Tag Archives

graffiti

ANGEL OF THE NORTH

At my back is Durham’s Romanesque

Te Deum. I turn my face to the sky

and this wonder – forged in a commonwealth

of system, iron and grace by private

genius out of public patronage,

on the grassed remains of a pithead baths.

 

Wherever you are in its vicinity,

in its line of sight, you can look nowhere else –

at its span, its height, it wings; at the

uncompromising power, unambiguous

vitality. When you look directly,

it is earthed but ready to soar – from your eye’s

corner, just about to take off or land.

 

It is rusting, except where children sliding

have polished its feet. It seems naturally

an ‘it’, not androgynous and neither

female nor male. It seems like the solar wind,

a flood tide, a stand of birches, winding gear,

a lathe, a mould. I read the graffiti;

note the engineers’ marks; count the rivets;

conjure the subtle, oh, gentle throb

of enormous wing beats; feel the skill,

the grasp, the joy; imagine the steady

tremor of turbines. Celebrating life,

prefiguring death, this weighty messenger,

this kind harbinger, welded like a ship’s

hull, embraces the air.

 

 

 

 

SAPPHIRE

We came here first maybe fifty years ago –

Porth Trecastell aka Cable Bay

(on Ynys Môn aka Anglesey) –

a small Iron Age hill fort on one headland,

a Neolithic grave on the other,

and a telephone cable to Ireland

in between.

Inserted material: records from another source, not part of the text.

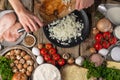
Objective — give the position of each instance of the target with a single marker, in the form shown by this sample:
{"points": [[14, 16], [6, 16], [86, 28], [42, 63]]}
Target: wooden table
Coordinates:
{"points": [[81, 49]]}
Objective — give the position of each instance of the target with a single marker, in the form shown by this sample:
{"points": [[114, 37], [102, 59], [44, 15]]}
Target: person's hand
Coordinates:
{"points": [[80, 4], [29, 21]]}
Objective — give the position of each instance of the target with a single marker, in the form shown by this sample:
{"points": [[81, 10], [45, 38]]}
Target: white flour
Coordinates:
{"points": [[46, 72]]}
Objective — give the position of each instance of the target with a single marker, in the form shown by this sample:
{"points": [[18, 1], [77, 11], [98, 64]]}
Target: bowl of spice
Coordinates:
{"points": [[29, 40], [117, 32]]}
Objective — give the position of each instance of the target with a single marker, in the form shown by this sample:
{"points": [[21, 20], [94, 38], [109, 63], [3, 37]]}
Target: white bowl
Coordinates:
{"points": [[24, 43]]}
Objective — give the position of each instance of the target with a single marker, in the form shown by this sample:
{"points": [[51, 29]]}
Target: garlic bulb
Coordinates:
{"points": [[79, 60], [35, 51], [103, 52], [39, 59], [104, 25]]}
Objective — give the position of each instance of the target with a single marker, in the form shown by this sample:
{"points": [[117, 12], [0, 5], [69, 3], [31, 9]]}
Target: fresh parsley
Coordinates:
{"points": [[5, 69], [101, 71]]}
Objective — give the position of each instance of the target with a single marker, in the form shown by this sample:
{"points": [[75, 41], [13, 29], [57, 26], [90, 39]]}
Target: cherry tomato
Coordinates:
{"points": [[52, 62], [52, 51], [97, 46], [99, 37], [113, 40], [48, 46], [47, 57], [43, 51], [107, 35], [56, 57], [106, 44], [61, 62]]}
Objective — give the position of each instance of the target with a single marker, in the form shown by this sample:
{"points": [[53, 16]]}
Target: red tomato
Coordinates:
{"points": [[97, 46], [61, 62], [47, 57], [113, 40], [107, 35], [106, 44], [52, 62], [56, 57], [52, 51], [99, 37], [48, 46], [43, 51]]}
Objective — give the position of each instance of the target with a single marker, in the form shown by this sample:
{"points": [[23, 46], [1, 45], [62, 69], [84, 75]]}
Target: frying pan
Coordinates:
{"points": [[6, 43], [81, 16]]}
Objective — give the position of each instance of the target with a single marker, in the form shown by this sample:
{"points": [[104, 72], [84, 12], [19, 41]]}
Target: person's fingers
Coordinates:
{"points": [[77, 4], [29, 25], [33, 24], [81, 5], [40, 24], [26, 28]]}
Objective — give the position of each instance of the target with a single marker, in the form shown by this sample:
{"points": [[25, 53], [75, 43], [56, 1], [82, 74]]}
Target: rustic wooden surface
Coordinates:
{"points": [[81, 49]]}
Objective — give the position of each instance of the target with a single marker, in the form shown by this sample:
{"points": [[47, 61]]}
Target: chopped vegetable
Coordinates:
{"points": [[5, 69], [101, 71]]}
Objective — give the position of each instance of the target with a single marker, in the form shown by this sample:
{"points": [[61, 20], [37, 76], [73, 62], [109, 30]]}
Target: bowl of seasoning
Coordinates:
{"points": [[29, 40], [117, 32]]}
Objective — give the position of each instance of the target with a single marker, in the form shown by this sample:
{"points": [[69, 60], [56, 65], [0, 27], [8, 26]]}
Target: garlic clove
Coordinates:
{"points": [[39, 59], [35, 51], [103, 52], [79, 60]]}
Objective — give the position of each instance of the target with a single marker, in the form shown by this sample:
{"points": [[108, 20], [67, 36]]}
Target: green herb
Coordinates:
{"points": [[101, 71], [5, 69]]}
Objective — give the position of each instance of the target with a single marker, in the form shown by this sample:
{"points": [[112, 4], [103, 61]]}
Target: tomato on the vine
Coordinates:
{"points": [[61, 62], [56, 57], [113, 40], [52, 62], [47, 57], [43, 51], [52, 51], [48, 46], [107, 35], [97, 46], [99, 37], [106, 44]]}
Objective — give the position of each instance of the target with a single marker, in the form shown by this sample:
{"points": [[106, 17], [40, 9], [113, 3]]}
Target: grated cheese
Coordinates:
{"points": [[66, 1], [66, 29]]}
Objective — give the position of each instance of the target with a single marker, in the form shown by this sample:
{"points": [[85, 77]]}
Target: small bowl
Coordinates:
{"points": [[29, 40], [116, 32]]}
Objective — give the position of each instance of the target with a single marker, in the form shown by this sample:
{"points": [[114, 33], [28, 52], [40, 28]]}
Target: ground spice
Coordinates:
{"points": [[29, 40]]}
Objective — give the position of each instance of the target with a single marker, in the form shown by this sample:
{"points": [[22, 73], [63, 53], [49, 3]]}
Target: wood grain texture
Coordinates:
{"points": [[2, 4]]}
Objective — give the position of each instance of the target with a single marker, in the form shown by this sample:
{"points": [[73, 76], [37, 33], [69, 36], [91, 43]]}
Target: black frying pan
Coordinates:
{"points": [[81, 16]]}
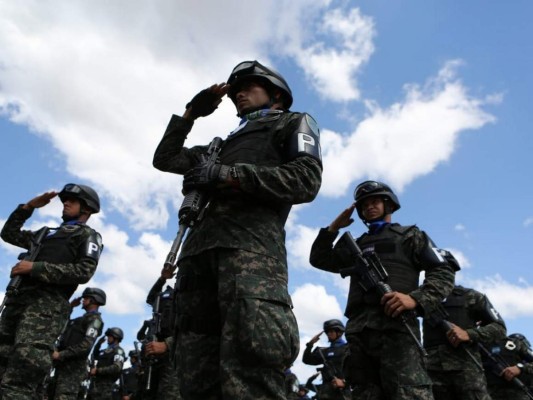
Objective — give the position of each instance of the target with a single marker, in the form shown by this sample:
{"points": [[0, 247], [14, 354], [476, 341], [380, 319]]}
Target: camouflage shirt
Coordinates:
{"points": [[245, 218], [84, 246]]}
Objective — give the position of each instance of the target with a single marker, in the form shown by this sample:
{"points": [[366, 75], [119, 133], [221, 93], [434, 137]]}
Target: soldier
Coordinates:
{"points": [[508, 366], [131, 378], [159, 341], [35, 316], [76, 343], [454, 362], [236, 331], [109, 365], [333, 385], [384, 361]]}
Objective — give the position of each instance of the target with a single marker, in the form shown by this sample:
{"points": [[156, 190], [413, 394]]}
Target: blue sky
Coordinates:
{"points": [[431, 97]]}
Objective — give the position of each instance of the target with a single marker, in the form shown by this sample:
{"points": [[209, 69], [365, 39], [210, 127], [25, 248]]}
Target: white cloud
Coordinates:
{"points": [[511, 300], [406, 140]]}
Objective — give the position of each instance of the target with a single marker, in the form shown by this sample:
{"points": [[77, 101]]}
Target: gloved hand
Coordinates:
{"points": [[204, 103], [205, 176]]}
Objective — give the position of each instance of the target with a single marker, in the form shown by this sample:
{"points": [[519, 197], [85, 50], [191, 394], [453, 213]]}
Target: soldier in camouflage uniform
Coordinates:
{"points": [[34, 318], [164, 376], [332, 358], [236, 330], [76, 343], [108, 367], [384, 361], [451, 352], [510, 374]]}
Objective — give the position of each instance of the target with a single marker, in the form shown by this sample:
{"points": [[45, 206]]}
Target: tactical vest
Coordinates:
{"points": [[255, 144], [402, 274], [455, 306], [76, 330], [58, 248], [509, 357]]}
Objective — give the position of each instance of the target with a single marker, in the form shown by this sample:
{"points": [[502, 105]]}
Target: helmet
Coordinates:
{"points": [[373, 188], [253, 70], [98, 295], [83, 193], [520, 337], [116, 333], [333, 324]]}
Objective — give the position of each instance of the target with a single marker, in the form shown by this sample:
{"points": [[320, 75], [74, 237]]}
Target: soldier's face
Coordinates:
{"points": [[71, 208], [373, 208], [250, 95]]}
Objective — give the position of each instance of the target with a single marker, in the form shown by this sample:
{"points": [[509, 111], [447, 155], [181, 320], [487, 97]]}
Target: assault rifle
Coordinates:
{"points": [[498, 364], [30, 255], [192, 208], [371, 274], [438, 318]]}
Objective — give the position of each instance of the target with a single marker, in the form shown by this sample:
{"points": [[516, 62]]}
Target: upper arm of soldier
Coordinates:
{"points": [[304, 139]]}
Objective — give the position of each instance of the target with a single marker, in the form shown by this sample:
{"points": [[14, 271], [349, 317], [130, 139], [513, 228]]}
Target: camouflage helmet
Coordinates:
{"points": [[83, 193], [117, 333], [255, 71], [333, 324], [98, 295], [368, 189]]}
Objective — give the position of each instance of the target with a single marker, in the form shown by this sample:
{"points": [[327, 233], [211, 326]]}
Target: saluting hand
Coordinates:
{"points": [[40, 201]]}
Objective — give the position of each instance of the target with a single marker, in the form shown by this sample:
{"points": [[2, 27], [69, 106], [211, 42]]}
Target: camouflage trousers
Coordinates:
{"points": [[385, 365], [236, 330], [459, 385], [28, 328], [69, 376], [164, 382], [101, 389]]}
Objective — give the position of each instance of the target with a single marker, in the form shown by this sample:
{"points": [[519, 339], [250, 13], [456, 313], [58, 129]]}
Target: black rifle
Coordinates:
{"points": [[498, 364], [371, 274], [438, 318], [192, 208], [30, 255]]}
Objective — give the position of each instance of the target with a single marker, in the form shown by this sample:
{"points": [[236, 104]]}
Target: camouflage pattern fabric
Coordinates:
{"points": [[236, 331], [234, 339], [28, 330], [386, 365]]}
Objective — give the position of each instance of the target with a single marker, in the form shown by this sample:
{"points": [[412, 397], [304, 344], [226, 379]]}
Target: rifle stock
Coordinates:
{"points": [[371, 274]]}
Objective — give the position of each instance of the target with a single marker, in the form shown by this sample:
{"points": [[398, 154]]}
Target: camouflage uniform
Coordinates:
{"points": [[510, 352], [334, 356], [74, 348], [236, 329], [164, 383], [454, 374], [108, 371], [33, 319], [384, 361]]}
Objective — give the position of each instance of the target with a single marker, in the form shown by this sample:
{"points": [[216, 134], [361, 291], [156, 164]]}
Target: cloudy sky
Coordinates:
{"points": [[429, 96]]}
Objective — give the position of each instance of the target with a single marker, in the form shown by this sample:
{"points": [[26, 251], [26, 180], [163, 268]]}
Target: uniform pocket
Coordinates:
{"points": [[267, 328]]}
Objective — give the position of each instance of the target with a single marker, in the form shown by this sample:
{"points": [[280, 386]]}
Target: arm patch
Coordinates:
{"points": [[305, 140], [93, 246]]}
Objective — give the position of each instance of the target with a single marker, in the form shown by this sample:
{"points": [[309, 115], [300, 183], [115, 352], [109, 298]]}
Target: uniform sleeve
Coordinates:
{"points": [[311, 357], [78, 272], [323, 256], [439, 279], [12, 232], [170, 155], [492, 328]]}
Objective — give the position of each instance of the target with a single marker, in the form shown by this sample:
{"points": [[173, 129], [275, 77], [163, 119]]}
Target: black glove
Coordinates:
{"points": [[205, 176], [203, 103]]}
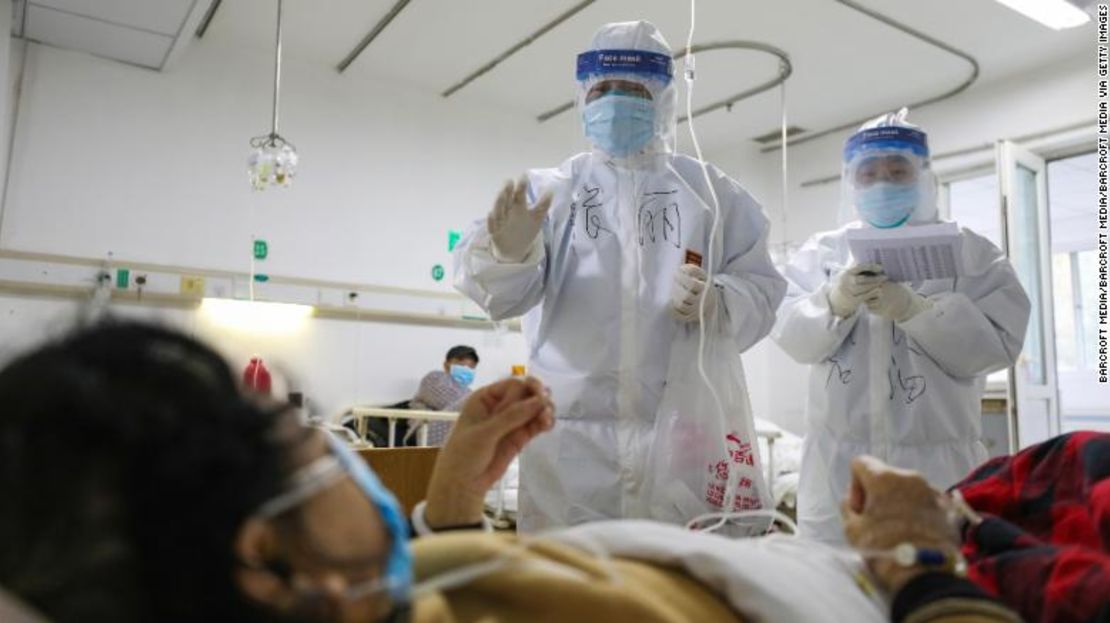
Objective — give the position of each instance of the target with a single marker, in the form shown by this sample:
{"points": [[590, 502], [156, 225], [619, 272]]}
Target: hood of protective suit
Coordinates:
{"points": [[878, 201], [632, 51]]}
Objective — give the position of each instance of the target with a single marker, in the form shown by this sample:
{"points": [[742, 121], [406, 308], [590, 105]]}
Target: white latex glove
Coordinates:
{"points": [[853, 288], [896, 301], [513, 227], [690, 284]]}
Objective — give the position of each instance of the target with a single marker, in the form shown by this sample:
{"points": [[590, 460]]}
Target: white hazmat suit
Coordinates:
{"points": [[602, 292], [908, 390]]}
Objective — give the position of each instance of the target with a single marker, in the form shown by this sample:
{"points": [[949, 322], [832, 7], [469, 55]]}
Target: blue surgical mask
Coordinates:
{"points": [[399, 568], [462, 374], [887, 206], [619, 124]]}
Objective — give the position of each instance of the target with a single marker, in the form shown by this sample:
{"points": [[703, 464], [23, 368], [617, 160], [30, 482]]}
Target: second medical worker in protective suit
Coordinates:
{"points": [[898, 369], [604, 265]]}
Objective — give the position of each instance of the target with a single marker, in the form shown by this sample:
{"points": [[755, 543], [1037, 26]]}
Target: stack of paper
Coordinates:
{"points": [[909, 253]]}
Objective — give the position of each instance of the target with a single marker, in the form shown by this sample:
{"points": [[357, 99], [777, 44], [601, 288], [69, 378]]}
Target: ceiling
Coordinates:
{"points": [[141, 32], [846, 64]]}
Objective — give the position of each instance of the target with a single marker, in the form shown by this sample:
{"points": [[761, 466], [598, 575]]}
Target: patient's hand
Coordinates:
{"points": [[887, 506], [496, 422]]}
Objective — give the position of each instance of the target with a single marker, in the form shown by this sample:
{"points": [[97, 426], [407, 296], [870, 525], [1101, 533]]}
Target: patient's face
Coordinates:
{"points": [[333, 541], [467, 362]]}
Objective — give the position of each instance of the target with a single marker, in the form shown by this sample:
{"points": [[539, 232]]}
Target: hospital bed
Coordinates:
{"points": [[779, 450]]}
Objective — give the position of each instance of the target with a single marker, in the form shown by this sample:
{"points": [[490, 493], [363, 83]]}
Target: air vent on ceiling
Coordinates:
{"points": [[776, 134]]}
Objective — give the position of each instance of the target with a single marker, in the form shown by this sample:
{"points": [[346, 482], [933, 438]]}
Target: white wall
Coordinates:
{"points": [[1039, 100], [336, 363], [151, 167]]}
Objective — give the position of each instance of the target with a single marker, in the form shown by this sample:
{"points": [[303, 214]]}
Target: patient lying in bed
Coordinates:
{"points": [[125, 419]]}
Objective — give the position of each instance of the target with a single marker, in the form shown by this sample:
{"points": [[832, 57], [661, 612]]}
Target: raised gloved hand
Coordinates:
{"points": [[513, 227], [690, 284], [896, 301], [853, 287]]}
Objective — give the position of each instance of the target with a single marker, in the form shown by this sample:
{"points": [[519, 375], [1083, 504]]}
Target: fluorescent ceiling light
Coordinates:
{"points": [[255, 317], [1053, 13]]}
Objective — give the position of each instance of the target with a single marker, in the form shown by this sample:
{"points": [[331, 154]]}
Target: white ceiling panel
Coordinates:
{"points": [[163, 17], [102, 39]]}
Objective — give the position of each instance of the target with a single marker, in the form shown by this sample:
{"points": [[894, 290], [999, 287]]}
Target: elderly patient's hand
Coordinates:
{"points": [[496, 422], [887, 506]]}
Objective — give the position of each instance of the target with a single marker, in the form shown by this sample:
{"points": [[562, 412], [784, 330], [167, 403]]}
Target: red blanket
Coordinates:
{"points": [[1045, 545]]}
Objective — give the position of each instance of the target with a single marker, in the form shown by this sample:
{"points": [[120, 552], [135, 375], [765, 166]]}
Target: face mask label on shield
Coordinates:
{"points": [[462, 374], [887, 206], [619, 124]]}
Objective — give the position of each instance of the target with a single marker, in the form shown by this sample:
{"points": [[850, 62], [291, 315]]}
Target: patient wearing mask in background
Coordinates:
{"points": [[444, 390]]}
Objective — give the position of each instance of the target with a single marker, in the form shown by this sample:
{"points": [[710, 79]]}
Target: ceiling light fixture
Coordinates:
{"points": [[273, 161], [1057, 14]]}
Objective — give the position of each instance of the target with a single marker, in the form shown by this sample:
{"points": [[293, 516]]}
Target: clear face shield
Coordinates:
{"points": [[887, 181], [627, 101]]}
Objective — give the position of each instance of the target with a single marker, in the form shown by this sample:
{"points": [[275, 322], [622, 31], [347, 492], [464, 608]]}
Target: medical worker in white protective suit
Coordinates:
{"points": [[595, 254], [897, 369]]}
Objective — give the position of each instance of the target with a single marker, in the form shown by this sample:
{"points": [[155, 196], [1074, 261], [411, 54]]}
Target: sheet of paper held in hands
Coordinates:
{"points": [[909, 253]]}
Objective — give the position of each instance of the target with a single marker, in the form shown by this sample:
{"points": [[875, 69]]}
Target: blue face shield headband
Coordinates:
{"points": [[325, 471], [887, 139], [599, 63]]}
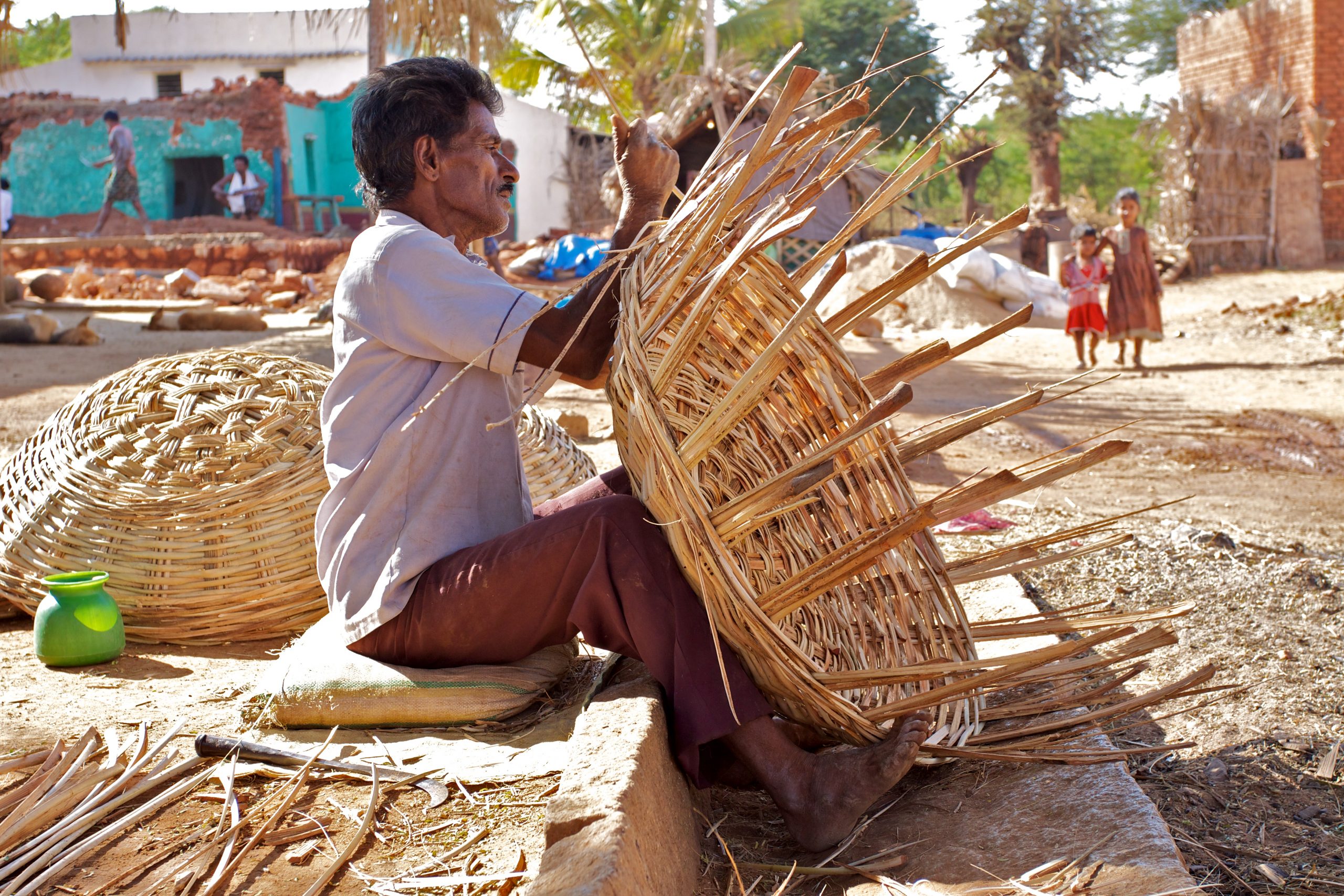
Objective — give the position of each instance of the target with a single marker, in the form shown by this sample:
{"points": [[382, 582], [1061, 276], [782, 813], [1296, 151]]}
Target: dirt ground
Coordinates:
{"points": [[1242, 418]]}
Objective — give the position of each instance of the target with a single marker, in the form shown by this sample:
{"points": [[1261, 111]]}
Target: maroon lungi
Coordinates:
{"points": [[591, 562]]}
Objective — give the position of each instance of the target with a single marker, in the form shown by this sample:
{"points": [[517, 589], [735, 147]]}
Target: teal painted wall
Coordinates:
{"points": [[47, 176], [332, 170]]}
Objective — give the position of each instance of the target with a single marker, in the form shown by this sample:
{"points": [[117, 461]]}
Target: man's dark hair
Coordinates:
{"points": [[1128, 193], [402, 102]]}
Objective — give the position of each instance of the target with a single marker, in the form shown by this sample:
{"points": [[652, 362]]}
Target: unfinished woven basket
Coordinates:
{"points": [[194, 481], [779, 477], [551, 461]]}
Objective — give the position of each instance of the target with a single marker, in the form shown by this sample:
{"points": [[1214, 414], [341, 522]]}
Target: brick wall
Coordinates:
{"points": [[1328, 100], [1246, 47], [1227, 53]]}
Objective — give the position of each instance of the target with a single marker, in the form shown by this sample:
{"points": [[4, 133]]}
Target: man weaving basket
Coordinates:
{"points": [[428, 546]]}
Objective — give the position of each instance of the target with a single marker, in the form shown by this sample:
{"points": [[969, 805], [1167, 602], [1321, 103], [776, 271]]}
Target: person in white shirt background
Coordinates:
{"points": [[6, 207], [243, 191]]}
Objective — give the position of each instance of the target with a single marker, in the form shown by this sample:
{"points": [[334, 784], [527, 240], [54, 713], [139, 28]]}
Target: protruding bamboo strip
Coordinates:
{"points": [[893, 188], [910, 273], [835, 568], [738, 402], [832, 277], [978, 495], [998, 630], [985, 571], [929, 356], [745, 430], [792, 483], [26, 761], [932, 441], [909, 366], [941, 693], [725, 145], [701, 318], [918, 269], [1006, 484], [1158, 695], [1012, 321]]}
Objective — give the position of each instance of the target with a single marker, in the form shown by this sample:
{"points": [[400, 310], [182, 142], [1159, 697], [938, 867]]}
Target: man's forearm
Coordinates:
{"points": [[593, 345]]}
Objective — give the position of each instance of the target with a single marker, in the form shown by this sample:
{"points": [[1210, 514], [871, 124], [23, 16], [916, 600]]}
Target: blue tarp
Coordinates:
{"points": [[572, 257], [927, 231], [921, 244]]}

This bank holiday the bay

is busy – paddlers, bathers, canoeists.

 

In the gated burial chamber –

Barclodiad y Gawres, which translates,

‘the full apron of the giantess’ –

its prehistoric graffiti secured

against vandals, a pair of swallows

has nested. We can hear the nestlings.

Seeing us, the parents, beaks replete

with insects, perch on the outer gate,

waiting patiently for the lubberly,

flightless giants – one with a movable eye

that shafts like lightning – to depart.

When we do, they fly past, a steel-blue flash,

an iridescence, into the dark tomb.

 

From the dolmen’s entrance, on the horizon

is Holyhead Mountain. If the earth were flat,

we could see to Ireland – where the weathers

and the myths are made. In sunlight as sharp as

wings, the sea is so many shades of blue:

cerulean, aquamarine, cobalt,

amethyst, turquoise – and sapphire,

a token of all our married years.

 

 

THE MEMORIES OF SLAVES

On Overton Hill, an obelisk

in local sandstone marks the parish war dead.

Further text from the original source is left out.